Danny Goodman is a writer/editor/teacher living in New York City. His fiction and nonfiction have appeared or are forthcoming in various places, including Paper Darts, Brevity, and Found Press. He edits the literary journal fwriction : review and runs social media for Stymie Magazine. Currently at work on his first novel, he is badly in need of a nap. You can find him here: http://dannygoodman.me/.
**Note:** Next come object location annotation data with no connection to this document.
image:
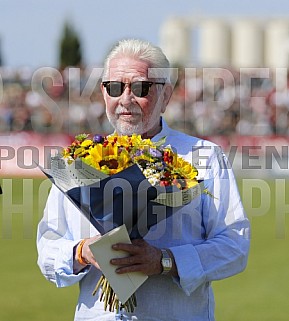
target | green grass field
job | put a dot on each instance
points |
(258, 294)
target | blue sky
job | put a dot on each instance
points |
(30, 29)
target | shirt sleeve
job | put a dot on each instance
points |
(224, 250)
(56, 240)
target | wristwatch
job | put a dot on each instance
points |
(166, 262)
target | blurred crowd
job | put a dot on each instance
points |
(207, 101)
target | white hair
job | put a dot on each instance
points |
(142, 50)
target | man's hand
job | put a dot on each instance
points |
(86, 252)
(142, 258)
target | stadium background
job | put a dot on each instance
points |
(248, 118)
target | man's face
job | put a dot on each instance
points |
(128, 113)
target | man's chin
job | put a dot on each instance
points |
(129, 129)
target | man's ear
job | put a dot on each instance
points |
(168, 90)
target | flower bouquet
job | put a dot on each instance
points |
(124, 180)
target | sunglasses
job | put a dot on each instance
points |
(139, 88)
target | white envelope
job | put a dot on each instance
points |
(124, 285)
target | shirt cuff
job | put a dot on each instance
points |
(189, 266)
(64, 274)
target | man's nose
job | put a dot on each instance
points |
(127, 96)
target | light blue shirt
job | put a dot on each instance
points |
(209, 239)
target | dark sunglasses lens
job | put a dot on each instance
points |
(140, 88)
(114, 88)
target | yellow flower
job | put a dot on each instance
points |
(86, 143)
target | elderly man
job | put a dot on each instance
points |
(206, 240)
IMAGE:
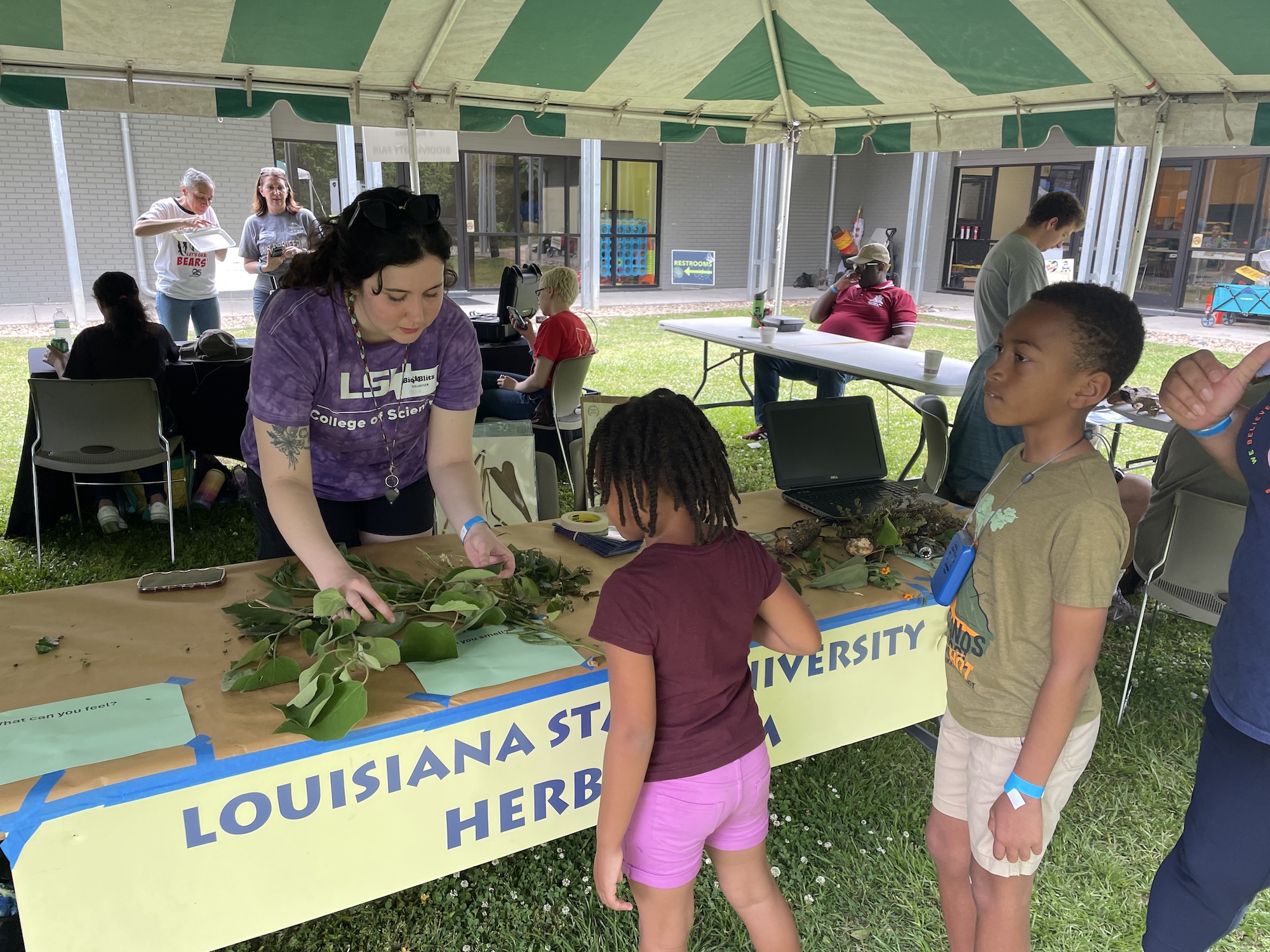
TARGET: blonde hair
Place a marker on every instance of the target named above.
(563, 284)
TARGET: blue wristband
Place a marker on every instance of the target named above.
(1032, 790)
(1216, 428)
(469, 526)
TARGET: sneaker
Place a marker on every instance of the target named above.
(1122, 612)
(110, 520)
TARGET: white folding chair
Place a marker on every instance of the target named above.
(100, 427)
(1193, 576)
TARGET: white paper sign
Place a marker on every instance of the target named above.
(380, 145)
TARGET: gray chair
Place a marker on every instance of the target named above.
(568, 380)
(549, 487)
(935, 440)
(1193, 576)
(100, 427)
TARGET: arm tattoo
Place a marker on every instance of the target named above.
(290, 441)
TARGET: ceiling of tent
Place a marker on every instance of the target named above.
(909, 74)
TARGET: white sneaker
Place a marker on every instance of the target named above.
(110, 520)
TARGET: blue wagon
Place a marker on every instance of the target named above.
(1235, 301)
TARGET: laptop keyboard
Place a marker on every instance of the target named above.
(869, 496)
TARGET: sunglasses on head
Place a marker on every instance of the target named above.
(383, 214)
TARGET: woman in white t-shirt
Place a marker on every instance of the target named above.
(187, 277)
(276, 232)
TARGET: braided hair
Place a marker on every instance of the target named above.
(664, 442)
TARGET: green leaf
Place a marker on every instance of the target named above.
(276, 671)
(422, 642)
(471, 574)
(330, 602)
(888, 535)
(304, 715)
(383, 651)
(853, 574)
(279, 598)
(346, 708)
(383, 630)
(258, 651)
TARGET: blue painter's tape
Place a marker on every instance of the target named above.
(444, 700)
(25, 822)
(203, 748)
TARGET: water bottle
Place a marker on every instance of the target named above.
(63, 333)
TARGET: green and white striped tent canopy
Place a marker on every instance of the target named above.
(909, 74)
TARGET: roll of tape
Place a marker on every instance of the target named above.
(582, 521)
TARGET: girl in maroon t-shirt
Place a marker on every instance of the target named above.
(686, 760)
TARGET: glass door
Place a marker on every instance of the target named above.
(1160, 276)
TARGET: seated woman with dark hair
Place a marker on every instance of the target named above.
(129, 345)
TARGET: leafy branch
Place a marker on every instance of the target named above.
(429, 615)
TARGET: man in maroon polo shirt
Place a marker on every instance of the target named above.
(862, 304)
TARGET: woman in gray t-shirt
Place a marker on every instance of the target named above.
(275, 233)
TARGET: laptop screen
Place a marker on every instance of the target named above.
(825, 442)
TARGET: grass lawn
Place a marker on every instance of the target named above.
(849, 846)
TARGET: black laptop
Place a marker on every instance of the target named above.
(827, 454)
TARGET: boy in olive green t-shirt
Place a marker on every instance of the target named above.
(1027, 624)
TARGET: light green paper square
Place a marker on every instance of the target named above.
(492, 656)
(91, 731)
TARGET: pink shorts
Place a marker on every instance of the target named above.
(675, 821)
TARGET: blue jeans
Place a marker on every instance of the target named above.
(1222, 860)
(770, 370)
(507, 404)
(260, 296)
(175, 315)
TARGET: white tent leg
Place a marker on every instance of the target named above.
(1093, 210)
(64, 200)
(1149, 195)
(756, 225)
(589, 223)
(783, 221)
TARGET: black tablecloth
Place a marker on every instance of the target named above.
(209, 402)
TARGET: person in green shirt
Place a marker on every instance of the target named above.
(1027, 624)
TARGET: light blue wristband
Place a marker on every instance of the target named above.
(1032, 790)
(469, 526)
(1216, 428)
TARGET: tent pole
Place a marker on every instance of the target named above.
(413, 144)
(756, 224)
(924, 228)
(1113, 205)
(829, 228)
(589, 223)
(1137, 163)
(346, 153)
(783, 220)
(1130, 281)
(64, 200)
(915, 206)
(1093, 210)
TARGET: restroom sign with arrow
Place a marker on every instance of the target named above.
(693, 268)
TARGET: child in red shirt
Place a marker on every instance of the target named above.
(686, 760)
(562, 336)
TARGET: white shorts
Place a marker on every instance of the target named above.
(971, 771)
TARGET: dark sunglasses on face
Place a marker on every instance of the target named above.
(383, 214)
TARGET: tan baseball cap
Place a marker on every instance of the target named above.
(872, 253)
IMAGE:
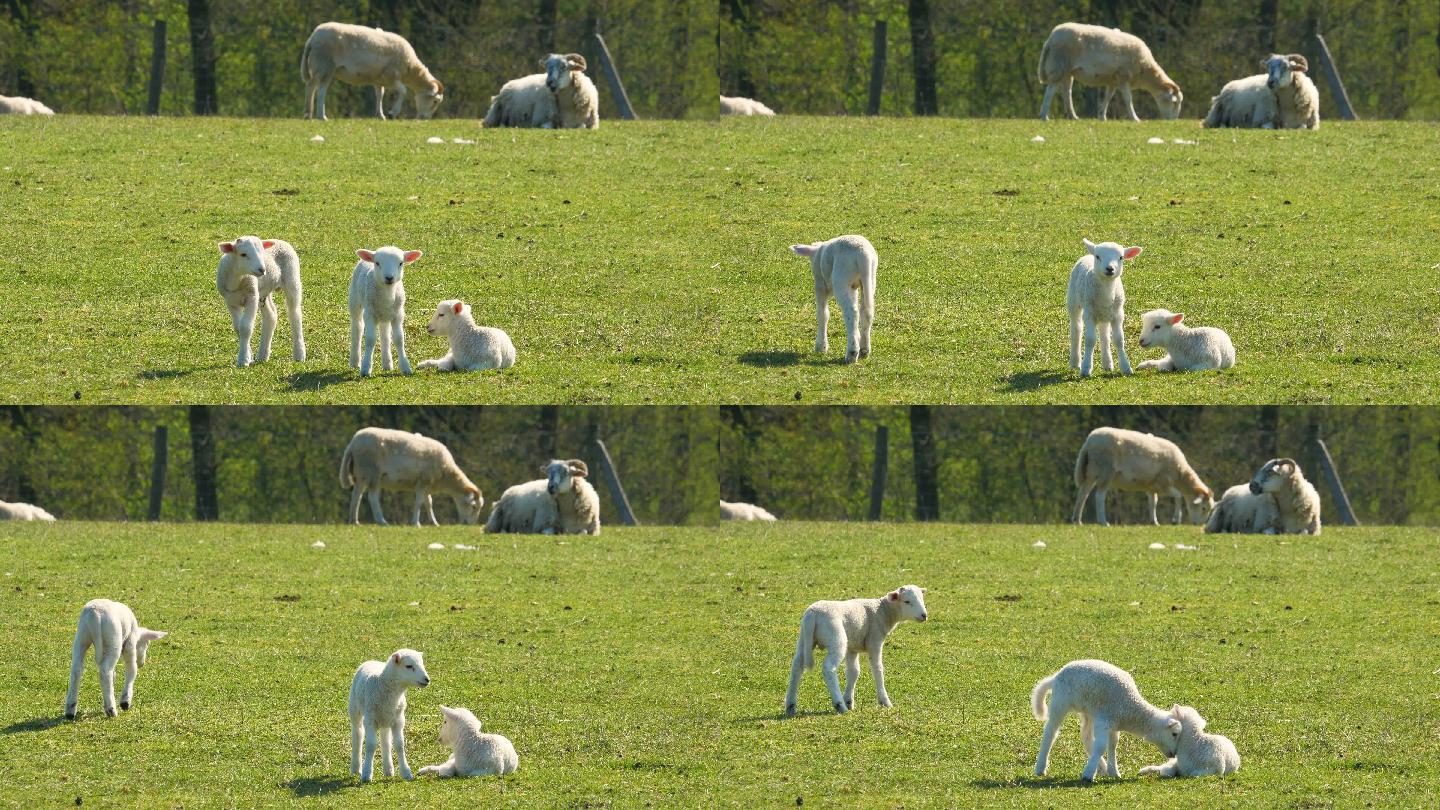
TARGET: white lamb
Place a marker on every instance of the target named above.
(20, 105)
(563, 502)
(1096, 297)
(23, 512)
(249, 274)
(562, 97)
(473, 348)
(378, 301)
(1129, 460)
(736, 105)
(1109, 58)
(1194, 349)
(363, 55)
(475, 754)
(743, 512)
(1108, 702)
(1197, 754)
(844, 267)
(111, 627)
(398, 460)
(846, 629)
(378, 709)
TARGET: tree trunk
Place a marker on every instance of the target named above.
(202, 448)
(202, 55)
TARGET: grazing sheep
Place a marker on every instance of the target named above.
(249, 274)
(1195, 349)
(1108, 702)
(1096, 297)
(1129, 460)
(743, 512)
(362, 55)
(562, 97)
(111, 627)
(1197, 754)
(563, 502)
(1109, 58)
(378, 301)
(847, 629)
(473, 348)
(474, 754)
(844, 267)
(398, 460)
(735, 105)
(378, 708)
(23, 512)
(20, 105)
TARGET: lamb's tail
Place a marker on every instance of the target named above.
(1037, 698)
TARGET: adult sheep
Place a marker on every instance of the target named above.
(1109, 58)
(362, 55)
(398, 460)
(562, 97)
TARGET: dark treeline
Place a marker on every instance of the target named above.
(1017, 464)
(94, 55)
(281, 464)
(812, 56)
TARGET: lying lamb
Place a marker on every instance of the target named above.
(844, 267)
(378, 708)
(1098, 297)
(1197, 754)
(475, 754)
(1108, 702)
(1194, 349)
(563, 502)
(473, 348)
(111, 627)
(249, 274)
(378, 301)
(562, 97)
(846, 629)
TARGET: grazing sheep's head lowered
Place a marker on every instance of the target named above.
(249, 251)
(560, 68)
(560, 474)
(389, 263)
(912, 601)
(1280, 69)
(1109, 257)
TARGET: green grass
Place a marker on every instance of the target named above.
(648, 263)
(648, 666)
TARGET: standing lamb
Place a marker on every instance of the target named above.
(473, 348)
(563, 502)
(249, 274)
(1096, 297)
(743, 512)
(378, 708)
(1108, 702)
(396, 460)
(378, 301)
(562, 97)
(362, 55)
(1195, 349)
(1109, 58)
(1197, 754)
(475, 754)
(846, 629)
(1129, 460)
(844, 267)
(23, 512)
(111, 627)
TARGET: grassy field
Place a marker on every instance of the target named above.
(648, 263)
(648, 666)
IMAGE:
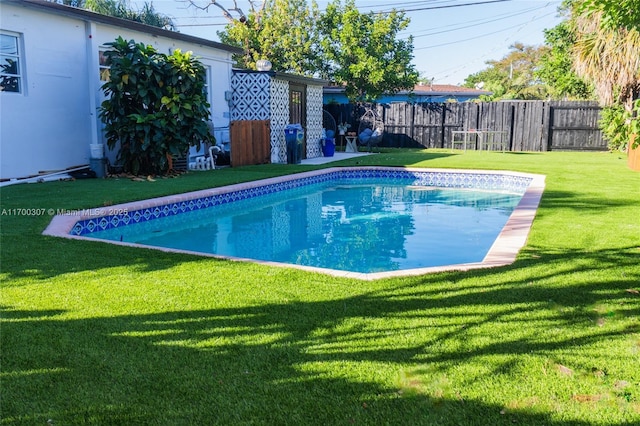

Jennifer Pashley‘s stories have appeared widely in journals like Mississippi Review, PANK, Carve Magazine and Swink. She has won The Red Hen Prize for fiction, The Mississippi Review Prize for fiction and the Carve Esoteric Award. Her first collection of stories, States (Lewis-Clark 2007) was hailed by Aimee Bender as “an inviting and well-carved debut,” and her second collection, The Conjurer, is forthcoming from Standing Stone Books. Jennifer lives in Clinton, NY with her husband, two sons, and a wily Jack Russell terrier.
Michael Nye‘s debut short story collection is Strategies Against Extinction. His work has appeared or is forthcoming in Boulevard, Crab Orchard Review, Cincinnati Review, Kenyon Review, and New South, among many others. He works as the managing editor of The Missouri Review.